The goal of this project is to study the computational tractability of fundamental network optimization problems such as disjoint paths, congestion minimization, and multicut. For instance, given a network, and a collection of source-destination pairs, how does one route each source to its destination without causing congestion? What is a smallest set of network links whose failure disconnects each source from its destination? These optimization problems are intimately related to each other via the dual notions of cuts and flows in a network. Taken together, they are among the most widely studied combinatorial optimization problems, and are intrinsic to many applications in computer science. It is no surprise that the study of these problems is connected to major developments in algorithms design, hardness of approximation, and graph theory.
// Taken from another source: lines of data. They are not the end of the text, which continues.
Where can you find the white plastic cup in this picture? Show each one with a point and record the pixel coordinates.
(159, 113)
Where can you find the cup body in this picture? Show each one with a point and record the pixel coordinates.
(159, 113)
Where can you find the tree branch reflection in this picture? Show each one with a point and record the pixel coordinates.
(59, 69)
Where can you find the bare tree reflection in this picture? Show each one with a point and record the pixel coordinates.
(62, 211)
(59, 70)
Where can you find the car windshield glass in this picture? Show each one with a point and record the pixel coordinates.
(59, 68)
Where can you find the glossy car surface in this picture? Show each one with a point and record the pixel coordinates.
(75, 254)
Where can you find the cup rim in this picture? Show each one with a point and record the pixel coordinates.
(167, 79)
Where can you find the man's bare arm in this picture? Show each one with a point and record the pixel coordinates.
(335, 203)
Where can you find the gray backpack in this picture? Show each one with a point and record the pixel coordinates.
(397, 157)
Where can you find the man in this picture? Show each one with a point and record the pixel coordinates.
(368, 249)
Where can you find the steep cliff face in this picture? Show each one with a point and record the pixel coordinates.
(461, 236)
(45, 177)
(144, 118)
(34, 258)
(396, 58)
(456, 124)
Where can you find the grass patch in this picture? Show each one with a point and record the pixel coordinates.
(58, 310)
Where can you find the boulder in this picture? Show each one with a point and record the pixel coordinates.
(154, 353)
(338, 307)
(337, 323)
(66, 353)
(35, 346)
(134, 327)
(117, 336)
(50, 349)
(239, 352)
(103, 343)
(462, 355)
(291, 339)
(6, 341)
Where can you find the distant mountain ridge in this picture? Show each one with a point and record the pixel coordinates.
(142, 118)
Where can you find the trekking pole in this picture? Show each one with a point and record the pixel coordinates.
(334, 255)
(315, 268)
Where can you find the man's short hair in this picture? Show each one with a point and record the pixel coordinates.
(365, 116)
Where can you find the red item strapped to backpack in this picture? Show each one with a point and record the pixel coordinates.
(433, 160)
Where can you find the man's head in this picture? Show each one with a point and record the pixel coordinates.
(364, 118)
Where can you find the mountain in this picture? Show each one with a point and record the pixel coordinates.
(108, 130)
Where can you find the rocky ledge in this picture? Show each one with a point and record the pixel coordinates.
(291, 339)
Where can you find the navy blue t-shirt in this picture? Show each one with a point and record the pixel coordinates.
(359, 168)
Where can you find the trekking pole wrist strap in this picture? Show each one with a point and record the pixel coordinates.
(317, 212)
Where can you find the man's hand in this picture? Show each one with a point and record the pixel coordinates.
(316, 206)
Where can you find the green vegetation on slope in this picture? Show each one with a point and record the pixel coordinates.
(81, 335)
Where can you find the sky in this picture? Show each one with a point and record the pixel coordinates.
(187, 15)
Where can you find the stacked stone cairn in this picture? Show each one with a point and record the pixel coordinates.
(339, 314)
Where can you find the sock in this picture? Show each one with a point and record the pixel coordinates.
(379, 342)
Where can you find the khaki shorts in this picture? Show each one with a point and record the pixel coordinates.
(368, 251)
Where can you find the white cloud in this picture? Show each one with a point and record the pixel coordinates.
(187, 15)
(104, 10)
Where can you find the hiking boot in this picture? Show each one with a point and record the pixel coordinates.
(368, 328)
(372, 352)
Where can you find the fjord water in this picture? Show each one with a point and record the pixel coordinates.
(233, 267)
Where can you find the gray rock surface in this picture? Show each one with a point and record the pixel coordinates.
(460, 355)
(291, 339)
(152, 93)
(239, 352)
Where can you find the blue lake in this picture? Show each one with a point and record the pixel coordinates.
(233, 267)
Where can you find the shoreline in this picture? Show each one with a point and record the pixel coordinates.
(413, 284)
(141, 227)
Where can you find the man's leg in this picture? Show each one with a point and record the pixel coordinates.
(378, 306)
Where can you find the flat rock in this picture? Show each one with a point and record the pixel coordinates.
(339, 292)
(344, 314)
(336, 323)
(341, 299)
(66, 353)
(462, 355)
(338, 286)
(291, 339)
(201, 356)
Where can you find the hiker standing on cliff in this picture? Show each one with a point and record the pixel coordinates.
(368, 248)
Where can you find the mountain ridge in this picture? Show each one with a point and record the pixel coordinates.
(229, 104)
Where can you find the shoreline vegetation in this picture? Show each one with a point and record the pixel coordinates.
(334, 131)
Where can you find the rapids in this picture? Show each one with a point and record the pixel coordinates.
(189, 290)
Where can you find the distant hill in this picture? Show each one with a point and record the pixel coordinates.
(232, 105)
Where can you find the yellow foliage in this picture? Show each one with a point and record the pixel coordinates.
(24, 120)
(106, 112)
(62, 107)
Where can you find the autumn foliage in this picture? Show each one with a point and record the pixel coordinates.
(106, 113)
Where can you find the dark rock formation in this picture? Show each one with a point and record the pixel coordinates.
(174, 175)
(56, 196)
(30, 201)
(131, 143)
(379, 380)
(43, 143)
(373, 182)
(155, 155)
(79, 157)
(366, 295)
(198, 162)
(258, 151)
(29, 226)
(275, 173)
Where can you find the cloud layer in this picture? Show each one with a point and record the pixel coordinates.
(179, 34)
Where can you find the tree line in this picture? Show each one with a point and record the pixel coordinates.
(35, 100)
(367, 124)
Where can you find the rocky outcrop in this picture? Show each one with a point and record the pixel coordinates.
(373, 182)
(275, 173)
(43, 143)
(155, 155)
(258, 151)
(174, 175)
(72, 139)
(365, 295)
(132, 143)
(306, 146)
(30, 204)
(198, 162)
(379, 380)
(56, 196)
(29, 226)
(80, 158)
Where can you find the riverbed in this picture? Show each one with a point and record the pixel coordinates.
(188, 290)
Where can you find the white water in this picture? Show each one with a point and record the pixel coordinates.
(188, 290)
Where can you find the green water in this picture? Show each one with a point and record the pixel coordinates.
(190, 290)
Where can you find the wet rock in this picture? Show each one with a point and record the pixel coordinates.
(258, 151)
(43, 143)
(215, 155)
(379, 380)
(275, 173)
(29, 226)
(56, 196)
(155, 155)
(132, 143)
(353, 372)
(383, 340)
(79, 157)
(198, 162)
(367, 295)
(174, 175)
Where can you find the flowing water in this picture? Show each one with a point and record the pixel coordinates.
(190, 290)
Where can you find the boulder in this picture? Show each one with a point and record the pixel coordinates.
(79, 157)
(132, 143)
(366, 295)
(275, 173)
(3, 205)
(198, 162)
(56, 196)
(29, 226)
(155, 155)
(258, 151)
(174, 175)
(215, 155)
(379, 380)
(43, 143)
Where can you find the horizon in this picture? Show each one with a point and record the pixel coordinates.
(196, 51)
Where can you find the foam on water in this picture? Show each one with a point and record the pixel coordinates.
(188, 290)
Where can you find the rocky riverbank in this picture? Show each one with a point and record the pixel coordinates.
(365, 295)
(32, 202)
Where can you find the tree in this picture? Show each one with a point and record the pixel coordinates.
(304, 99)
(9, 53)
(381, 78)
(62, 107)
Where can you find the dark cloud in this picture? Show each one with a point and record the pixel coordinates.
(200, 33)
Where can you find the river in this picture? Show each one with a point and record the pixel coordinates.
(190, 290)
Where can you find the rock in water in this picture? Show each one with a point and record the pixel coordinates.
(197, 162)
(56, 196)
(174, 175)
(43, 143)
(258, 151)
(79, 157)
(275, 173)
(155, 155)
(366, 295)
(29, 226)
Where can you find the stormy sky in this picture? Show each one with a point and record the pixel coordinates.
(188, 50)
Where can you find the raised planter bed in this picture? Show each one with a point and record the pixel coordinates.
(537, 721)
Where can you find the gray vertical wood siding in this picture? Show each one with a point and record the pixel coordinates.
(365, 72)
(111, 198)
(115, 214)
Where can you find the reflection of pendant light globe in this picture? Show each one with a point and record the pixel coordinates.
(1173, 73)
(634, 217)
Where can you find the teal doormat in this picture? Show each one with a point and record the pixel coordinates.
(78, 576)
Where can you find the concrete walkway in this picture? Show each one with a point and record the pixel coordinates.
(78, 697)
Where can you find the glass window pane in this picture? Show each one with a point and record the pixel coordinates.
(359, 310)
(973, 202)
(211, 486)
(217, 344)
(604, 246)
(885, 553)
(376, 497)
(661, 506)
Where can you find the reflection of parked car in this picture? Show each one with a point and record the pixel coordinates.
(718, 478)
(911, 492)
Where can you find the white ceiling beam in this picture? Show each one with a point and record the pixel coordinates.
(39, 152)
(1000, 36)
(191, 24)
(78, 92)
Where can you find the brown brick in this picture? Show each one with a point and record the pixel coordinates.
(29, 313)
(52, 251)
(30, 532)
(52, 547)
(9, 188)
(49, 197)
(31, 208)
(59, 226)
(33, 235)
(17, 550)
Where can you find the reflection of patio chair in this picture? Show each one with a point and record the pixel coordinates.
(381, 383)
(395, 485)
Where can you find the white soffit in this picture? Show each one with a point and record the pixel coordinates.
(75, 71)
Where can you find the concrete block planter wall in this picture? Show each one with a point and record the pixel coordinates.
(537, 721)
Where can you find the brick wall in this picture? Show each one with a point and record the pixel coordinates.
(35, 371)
The network optimization problems above are NP-hard even in simple settings. This project aims to advance understanding of the polynomial-time approximability of these fundamental optimization problems as well as gain new insights into relationships among multicommodity flows, cuts, and integral routings. This research will focus on new algorithmic techniques as well as new hardness and integrality gap constructions that give insights into the combinatorial structure of these problems. Although these problems are foundational in nature, they are directly related to applications in network design and routing, and resource allocation. Results obtained from this research will be integrated in an advanced course on combinatorial optimization. The project will also help support and train a graduate student, as well as research projects for undergraduates.
This project studied the computational tractability of several fundamental optimization problems on graphs. Some examples of problems considered in this project include the disjoint paths problem, the multicut problem, survivable network design, and the bipartite matching problem. For instance, given a network, and a collection of source-destination pairs, how does one route each source to its destination without causing congestion? What is a smallest set of network links whose failure disconnects each source from its destination? How fast can one compute an assignment of jobs to machines so that each job is assigned to exactly one machine and each machine is assigned exactly one job? These optimization problems are closely related to each other and are intrinsic to many applications in computer science. The research supported by this project has led to efficient new algorithms for some of the problems described above, while for some others, it has established formal barriers to efficiently obtaining near-optimal solutions. These results have been published in leading peer-reviewed conferences and journals in theoretical computer science. This project has also helped support mentoring and training of an undergraduate student, and three graduate students whose PhD dissertation research is connected to topics considered in this project. Finally, in course of this project, the PI gave several lectures to high-school students on algorithmic thinking and its applications in computer science and related disciplines.